Agriculture : L’application du SMIG comme gage de développement du secteur ?

mercredi 11 octobre 2017 Economie


Le Salaire minimum interprofessionnel garanti (SMIG) dans le secteur de l’agriculture devrait passer à 80 000 francs CFA par mois. La mesure, annoncée par le ministre de l’agriculture, Yves Fernand Manfoumbi n’est cependant pas nouvelle, car déjà agitée par le passé.

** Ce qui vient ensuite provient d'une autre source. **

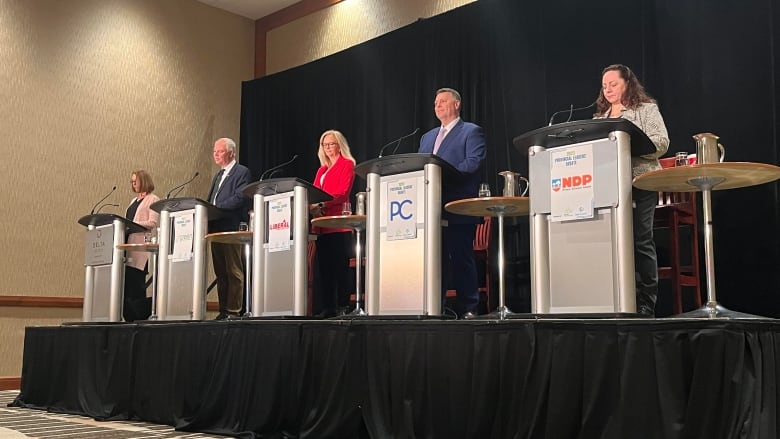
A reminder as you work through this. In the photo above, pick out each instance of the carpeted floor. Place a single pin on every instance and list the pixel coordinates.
(26, 423)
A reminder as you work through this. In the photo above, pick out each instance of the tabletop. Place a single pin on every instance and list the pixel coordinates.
(726, 175)
(151, 247)
(340, 221)
(489, 206)
(237, 237)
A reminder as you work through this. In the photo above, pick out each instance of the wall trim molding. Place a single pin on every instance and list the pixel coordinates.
(42, 301)
(61, 302)
(10, 383)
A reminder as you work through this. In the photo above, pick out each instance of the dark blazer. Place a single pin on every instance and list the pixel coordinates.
(463, 148)
(232, 199)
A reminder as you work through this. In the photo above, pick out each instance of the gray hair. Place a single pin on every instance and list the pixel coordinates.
(452, 91)
(230, 145)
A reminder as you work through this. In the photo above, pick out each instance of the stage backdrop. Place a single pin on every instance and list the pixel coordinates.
(710, 65)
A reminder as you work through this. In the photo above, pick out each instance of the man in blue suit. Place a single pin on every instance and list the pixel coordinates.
(461, 144)
(225, 194)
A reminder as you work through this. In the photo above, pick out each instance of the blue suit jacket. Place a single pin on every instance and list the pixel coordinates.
(232, 199)
(464, 149)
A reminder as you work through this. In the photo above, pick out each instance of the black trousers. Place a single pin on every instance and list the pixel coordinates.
(645, 257)
(135, 306)
(458, 267)
(335, 281)
(229, 270)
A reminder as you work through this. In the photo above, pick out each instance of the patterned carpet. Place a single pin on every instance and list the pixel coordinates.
(26, 423)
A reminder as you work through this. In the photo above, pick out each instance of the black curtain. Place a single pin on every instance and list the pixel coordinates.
(709, 63)
(416, 379)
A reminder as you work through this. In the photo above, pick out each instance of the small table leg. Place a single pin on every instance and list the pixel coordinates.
(502, 311)
(711, 309)
(248, 280)
(153, 268)
(358, 311)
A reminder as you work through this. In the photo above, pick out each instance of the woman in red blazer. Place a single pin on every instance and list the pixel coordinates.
(136, 305)
(334, 246)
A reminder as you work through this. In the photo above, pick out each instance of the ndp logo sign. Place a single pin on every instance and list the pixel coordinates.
(402, 209)
(573, 182)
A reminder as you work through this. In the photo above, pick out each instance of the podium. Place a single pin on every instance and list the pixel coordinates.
(280, 239)
(582, 264)
(104, 265)
(181, 262)
(403, 233)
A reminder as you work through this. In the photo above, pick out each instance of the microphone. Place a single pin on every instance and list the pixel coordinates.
(571, 111)
(102, 199)
(271, 171)
(398, 141)
(107, 204)
(181, 186)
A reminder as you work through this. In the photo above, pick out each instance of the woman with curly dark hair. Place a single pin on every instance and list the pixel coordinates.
(623, 96)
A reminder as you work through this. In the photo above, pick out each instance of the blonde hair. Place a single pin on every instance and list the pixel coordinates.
(145, 183)
(343, 148)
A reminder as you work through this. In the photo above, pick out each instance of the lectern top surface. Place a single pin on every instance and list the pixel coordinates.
(340, 221)
(142, 247)
(237, 237)
(489, 206)
(719, 176)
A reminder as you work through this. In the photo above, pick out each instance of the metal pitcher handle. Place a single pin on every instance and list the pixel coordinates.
(527, 185)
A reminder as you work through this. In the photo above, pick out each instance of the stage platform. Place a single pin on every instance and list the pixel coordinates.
(407, 378)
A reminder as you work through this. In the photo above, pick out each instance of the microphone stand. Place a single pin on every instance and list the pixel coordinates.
(181, 186)
(102, 199)
(397, 142)
(271, 171)
(107, 204)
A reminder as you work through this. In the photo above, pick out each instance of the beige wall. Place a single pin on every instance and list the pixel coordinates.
(89, 91)
(344, 25)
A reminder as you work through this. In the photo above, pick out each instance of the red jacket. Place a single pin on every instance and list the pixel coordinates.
(337, 183)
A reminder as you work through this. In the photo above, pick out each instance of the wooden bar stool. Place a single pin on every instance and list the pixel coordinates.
(674, 211)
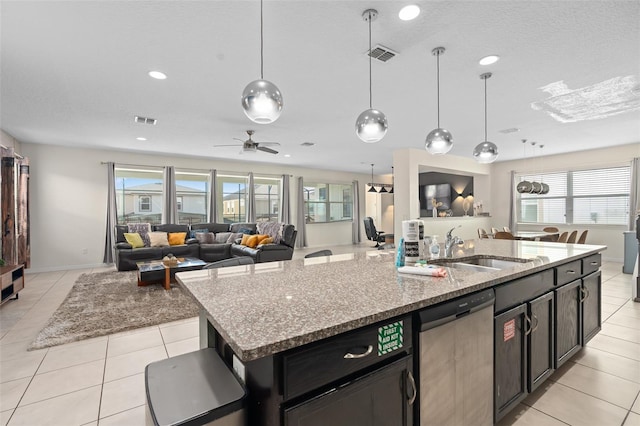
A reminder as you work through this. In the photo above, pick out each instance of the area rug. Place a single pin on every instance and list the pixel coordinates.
(108, 302)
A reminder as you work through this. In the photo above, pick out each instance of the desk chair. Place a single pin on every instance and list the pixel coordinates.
(372, 233)
(319, 253)
(501, 235)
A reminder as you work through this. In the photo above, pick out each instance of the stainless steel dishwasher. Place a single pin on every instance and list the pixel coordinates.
(455, 363)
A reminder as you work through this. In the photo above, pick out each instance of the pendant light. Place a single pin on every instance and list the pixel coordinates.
(371, 125)
(439, 141)
(261, 99)
(485, 152)
(372, 189)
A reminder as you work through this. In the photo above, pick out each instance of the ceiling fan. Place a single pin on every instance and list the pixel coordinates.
(251, 146)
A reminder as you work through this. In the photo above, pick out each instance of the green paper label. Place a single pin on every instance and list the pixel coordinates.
(390, 338)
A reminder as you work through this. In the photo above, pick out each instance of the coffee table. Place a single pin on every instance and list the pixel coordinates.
(155, 270)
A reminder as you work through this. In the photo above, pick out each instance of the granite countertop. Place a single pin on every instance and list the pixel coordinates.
(270, 307)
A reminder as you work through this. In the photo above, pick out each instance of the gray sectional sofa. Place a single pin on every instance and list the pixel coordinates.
(222, 248)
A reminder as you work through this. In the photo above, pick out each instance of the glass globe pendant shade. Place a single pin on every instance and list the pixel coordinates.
(438, 142)
(262, 101)
(485, 152)
(371, 126)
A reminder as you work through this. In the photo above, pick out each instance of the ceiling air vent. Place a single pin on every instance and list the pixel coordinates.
(145, 120)
(381, 53)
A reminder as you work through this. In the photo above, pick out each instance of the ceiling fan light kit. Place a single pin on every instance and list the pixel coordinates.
(371, 125)
(485, 152)
(439, 141)
(261, 99)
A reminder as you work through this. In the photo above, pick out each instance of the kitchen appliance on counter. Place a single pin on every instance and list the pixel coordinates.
(455, 364)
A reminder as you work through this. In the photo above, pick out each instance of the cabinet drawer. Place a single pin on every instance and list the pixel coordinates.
(568, 272)
(318, 364)
(591, 264)
(521, 290)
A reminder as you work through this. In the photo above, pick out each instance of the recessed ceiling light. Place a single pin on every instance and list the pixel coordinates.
(488, 60)
(409, 12)
(157, 75)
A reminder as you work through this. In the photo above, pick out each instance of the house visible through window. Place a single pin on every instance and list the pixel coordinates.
(596, 196)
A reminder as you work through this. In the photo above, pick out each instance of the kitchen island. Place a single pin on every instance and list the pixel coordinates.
(268, 320)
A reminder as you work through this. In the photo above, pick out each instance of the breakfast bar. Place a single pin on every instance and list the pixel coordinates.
(299, 333)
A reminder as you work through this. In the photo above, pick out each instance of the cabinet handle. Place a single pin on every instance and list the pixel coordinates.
(412, 382)
(349, 355)
(527, 330)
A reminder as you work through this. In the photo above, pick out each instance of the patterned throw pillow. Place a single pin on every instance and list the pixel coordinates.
(205, 237)
(143, 229)
(177, 238)
(134, 239)
(272, 229)
(158, 239)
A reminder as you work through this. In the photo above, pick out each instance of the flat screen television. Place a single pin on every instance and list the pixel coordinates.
(441, 192)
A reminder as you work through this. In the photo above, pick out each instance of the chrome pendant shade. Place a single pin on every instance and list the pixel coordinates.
(485, 152)
(261, 99)
(371, 125)
(439, 141)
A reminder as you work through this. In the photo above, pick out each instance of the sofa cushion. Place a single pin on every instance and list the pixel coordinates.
(205, 237)
(272, 229)
(177, 238)
(134, 239)
(158, 239)
(141, 228)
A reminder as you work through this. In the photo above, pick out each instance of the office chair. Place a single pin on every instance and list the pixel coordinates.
(372, 233)
(319, 253)
(234, 261)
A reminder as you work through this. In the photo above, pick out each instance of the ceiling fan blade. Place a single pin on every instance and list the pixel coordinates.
(265, 149)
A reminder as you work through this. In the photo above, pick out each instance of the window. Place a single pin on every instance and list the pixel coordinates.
(138, 195)
(267, 198)
(232, 193)
(326, 202)
(192, 196)
(597, 196)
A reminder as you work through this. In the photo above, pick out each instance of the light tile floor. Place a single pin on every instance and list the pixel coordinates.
(101, 381)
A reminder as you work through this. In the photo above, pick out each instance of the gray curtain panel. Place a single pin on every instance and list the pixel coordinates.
(634, 193)
(112, 218)
(301, 240)
(355, 228)
(251, 208)
(285, 208)
(512, 203)
(170, 210)
(213, 196)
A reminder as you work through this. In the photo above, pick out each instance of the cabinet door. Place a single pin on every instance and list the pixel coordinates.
(540, 340)
(379, 399)
(568, 318)
(591, 313)
(510, 344)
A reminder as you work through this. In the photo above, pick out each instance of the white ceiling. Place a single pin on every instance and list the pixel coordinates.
(74, 73)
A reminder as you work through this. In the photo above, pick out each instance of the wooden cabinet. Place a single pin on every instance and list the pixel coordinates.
(12, 281)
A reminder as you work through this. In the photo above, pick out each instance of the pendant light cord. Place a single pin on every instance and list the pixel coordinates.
(438, 84)
(370, 91)
(261, 46)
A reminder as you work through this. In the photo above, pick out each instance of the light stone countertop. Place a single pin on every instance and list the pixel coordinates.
(270, 307)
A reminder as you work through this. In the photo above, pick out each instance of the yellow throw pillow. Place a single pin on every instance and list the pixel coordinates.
(177, 238)
(245, 239)
(134, 239)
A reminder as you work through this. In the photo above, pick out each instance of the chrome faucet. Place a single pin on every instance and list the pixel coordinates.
(450, 241)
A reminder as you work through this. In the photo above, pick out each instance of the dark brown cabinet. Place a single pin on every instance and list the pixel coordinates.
(380, 398)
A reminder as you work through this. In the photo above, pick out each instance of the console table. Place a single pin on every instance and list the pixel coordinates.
(12, 280)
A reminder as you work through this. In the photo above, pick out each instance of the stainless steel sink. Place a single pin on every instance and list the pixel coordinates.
(479, 264)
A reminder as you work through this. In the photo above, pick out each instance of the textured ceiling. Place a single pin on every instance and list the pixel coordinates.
(74, 73)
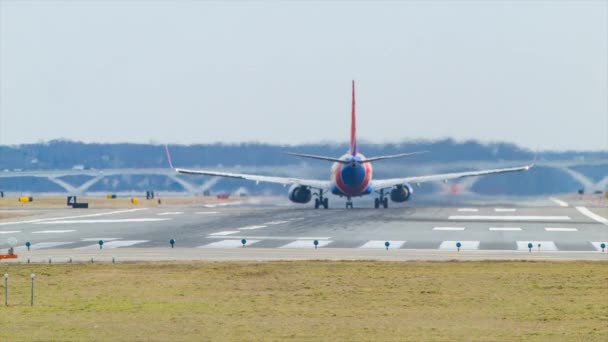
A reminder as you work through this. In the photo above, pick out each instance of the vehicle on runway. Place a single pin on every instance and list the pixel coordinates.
(350, 176)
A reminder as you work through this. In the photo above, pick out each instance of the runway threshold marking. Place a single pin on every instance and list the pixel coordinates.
(53, 231)
(507, 218)
(252, 227)
(558, 202)
(598, 245)
(73, 217)
(228, 244)
(544, 245)
(449, 228)
(451, 245)
(306, 244)
(104, 221)
(381, 244)
(592, 215)
(114, 244)
(505, 210)
(560, 229)
(224, 233)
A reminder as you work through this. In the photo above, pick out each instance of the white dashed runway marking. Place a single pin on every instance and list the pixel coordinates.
(224, 233)
(228, 244)
(507, 218)
(306, 244)
(53, 231)
(381, 244)
(449, 228)
(544, 245)
(451, 245)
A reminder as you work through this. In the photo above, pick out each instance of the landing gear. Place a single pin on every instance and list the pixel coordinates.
(321, 201)
(381, 200)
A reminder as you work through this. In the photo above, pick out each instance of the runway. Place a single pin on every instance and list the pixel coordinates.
(271, 232)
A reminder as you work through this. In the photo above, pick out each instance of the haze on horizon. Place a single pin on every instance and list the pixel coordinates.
(530, 73)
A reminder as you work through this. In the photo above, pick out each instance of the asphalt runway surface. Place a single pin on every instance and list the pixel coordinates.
(289, 232)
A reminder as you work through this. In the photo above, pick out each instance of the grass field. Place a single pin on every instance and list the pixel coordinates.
(304, 300)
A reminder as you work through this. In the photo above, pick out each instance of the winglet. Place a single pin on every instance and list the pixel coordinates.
(353, 126)
(169, 156)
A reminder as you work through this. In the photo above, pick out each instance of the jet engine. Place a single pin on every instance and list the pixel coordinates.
(300, 194)
(401, 193)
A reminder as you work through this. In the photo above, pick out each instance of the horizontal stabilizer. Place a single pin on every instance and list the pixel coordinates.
(312, 156)
(394, 156)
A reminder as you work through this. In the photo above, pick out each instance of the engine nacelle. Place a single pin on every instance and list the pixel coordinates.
(300, 194)
(401, 193)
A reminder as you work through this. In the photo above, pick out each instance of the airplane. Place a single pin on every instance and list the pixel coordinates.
(350, 176)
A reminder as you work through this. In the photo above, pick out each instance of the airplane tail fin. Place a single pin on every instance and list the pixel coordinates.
(353, 126)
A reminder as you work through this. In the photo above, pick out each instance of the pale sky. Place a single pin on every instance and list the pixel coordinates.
(531, 73)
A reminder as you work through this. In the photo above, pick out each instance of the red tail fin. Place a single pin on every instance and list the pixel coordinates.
(353, 127)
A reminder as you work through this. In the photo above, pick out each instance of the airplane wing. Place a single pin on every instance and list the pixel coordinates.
(388, 183)
(317, 184)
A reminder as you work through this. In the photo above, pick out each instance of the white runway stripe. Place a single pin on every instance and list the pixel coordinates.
(449, 228)
(306, 244)
(224, 233)
(507, 218)
(465, 245)
(558, 202)
(104, 221)
(43, 245)
(53, 231)
(598, 245)
(592, 215)
(505, 210)
(229, 244)
(252, 227)
(544, 245)
(380, 244)
(171, 213)
(559, 229)
(114, 244)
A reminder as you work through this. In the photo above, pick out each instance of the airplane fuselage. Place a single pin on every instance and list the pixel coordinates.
(353, 178)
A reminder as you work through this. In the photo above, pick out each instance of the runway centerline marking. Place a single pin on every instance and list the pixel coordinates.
(544, 245)
(592, 215)
(465, 245)
(73, 217)
(560, 229)
(449, 228)
(54, 231)
(381, 244)
(224, 233)
(170, 213)
(306, 244)
(252, 227)
(507, 218)
(229, 243)
(558, 202)
(104, 221)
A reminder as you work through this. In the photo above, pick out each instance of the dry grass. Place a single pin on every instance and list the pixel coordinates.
(303, 300)
(102, 202)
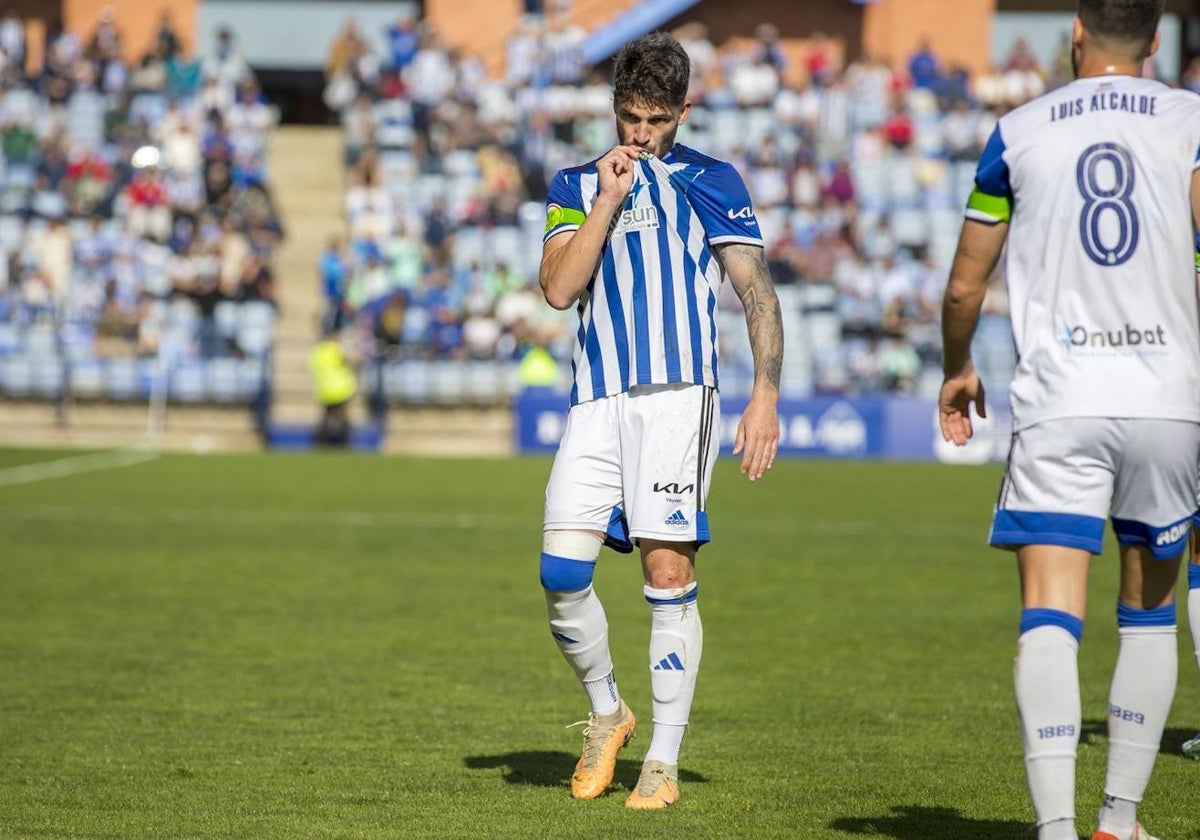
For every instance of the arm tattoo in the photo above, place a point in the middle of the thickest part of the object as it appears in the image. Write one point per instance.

Le Ministre de l’agriculture, Yves Fernand Manfoumbi ne cesse de remuer le secteur de l’agriculture avec la mise en place de réformes. A ce propos, ce dernier vient d’annoncer la mise en place d’un Salaire minimum interprofessionnel garanti (SMIG) dans le secteur de l’agriculture arrêté à 80 000 francs CFA par mois. Une idée novatrice soutenue par sa collègue, Carmen Ndaot, Ministre du travail, qui fera avant tout l’objet d’une étude sur les coûts des facteurs de production et des profils des exploitants agricoles dans le pays. Cette initiative n’est cependant pas nouvelle au Gabon. Une loi qu’on pourrait qualifié de désuète proposée en 2006 définissait déjà le SMIG dans le secteur agricole à 80 000 francs CFA.

Une vieille loi sortie des tiroirs

En effet, le décret n° 855/PR/MTE du 9 novembre 2006 fixant le salaire minimum en République gabonaise prévoyait deux SMIG distincts : celui du régime général ou du régime agricole. Un des articles de cette loi stipule « sur l’ensemble du territoire national, le salaire minimum interprofessionnel garanti est fixé à quatre- vingt mille francs (80 000 FCFA) par mois pour le régime général et pour le régime agricole ». Cette loi rajoute « Le salaire minimum interprofessionnel garanti est calculé sur la base de 6 heures et 40 minutes par jour pour les activités soumises au régime général, soit 40 heures par semaine et de 8 heures de travail par jour pour les activités agricoles et assimilées, soit 48 heures par semaine ».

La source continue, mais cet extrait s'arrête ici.